DeepMotor relies on “coarse action labels” generated by a semi‑automatic pipeline. Human verification is still required for ambiguous segments, which limits how quickly the dataset can be expanded. In contrast, GeneralistAI’s approach uses self‑supervised video‑prediction objectives that avoid explicit labeling.

Compute Cost

Training the Ego‑Transformer on 250 k hours of video reportedly required 1.2 k GPU‑years on NVIDIA H100s. At current cloud pricing, that translates to tens of millions of USD in compute spend. The economics of scaling beyond the current dataset are unclear, especially for a privately funded startup.

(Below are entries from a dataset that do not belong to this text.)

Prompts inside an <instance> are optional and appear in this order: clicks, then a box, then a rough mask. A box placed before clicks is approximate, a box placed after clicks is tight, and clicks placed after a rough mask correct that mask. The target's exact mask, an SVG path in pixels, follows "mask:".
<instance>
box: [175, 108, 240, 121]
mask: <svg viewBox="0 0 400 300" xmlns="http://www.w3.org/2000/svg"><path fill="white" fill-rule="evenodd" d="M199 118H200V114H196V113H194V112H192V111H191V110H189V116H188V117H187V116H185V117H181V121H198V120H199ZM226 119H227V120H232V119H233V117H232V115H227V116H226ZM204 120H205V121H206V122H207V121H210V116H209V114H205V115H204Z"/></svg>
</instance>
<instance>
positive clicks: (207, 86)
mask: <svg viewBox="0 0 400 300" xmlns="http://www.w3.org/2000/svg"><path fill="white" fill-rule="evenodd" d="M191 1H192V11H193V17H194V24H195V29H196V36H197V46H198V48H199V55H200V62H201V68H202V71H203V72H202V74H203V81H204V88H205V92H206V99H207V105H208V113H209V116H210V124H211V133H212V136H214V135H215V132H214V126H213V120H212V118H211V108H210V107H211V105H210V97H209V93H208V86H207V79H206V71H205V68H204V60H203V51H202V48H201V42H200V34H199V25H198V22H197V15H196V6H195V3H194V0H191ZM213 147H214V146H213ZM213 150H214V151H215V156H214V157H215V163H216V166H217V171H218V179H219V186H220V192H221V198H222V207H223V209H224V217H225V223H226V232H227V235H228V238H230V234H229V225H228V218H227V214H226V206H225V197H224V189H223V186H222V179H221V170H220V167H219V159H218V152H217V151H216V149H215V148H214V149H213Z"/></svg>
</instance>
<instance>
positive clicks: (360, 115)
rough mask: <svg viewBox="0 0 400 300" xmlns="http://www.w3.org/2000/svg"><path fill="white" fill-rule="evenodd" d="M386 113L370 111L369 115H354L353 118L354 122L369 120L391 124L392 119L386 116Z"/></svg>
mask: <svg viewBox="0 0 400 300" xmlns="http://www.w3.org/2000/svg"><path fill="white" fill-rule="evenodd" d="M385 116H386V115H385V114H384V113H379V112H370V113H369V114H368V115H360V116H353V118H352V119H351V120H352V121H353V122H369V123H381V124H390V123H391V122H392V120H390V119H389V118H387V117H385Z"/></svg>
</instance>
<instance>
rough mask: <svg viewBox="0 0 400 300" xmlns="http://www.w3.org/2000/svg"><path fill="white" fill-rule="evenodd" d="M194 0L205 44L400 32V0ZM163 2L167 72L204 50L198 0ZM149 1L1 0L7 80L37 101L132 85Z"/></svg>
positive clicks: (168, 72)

Comparison with Industry Moves

Tesla’s shift to human video data for Optimus (May 2025) and NVIDIA’s EgoScale (Feb 2026) demonstrate that the idea has traction beyond DeepMotor. However, both companies still treat egocentric data as a pre‑training stage, followed by extensive robot‑specific fine‑tuning. DeepMotor’s claim of “embodied AGI” appears to conflate pre‑training scale with the ability to generalize across all embodied tasks—a leap that is not yet supported by empirical results.

Outlook

DeepMotor is ahead of many domestic investors in betting on first‑person data, and its funding round reflects growing confidence that egocentric video will become a staple of robot learning pipelines. The company’s progress will be judged on two fronts:

Generalization – can the pretrained Ego‑Transformer handle tasks that differ significantly from the training distribution?
Economic viability – will the marginal gains from additional egocentric data justify the massive compute and annotation costs?

If DeepMotor can demonstrate robust transfer to a variety of robot platforms with minimal fine‑tuning, it will provide a useful data‑centric complement to existing simulation‑heavy methods. Until then, the hype surrounding “embodied AGI” should be tempered by the practical constraints of data diversity, labeling effort, and compute budget.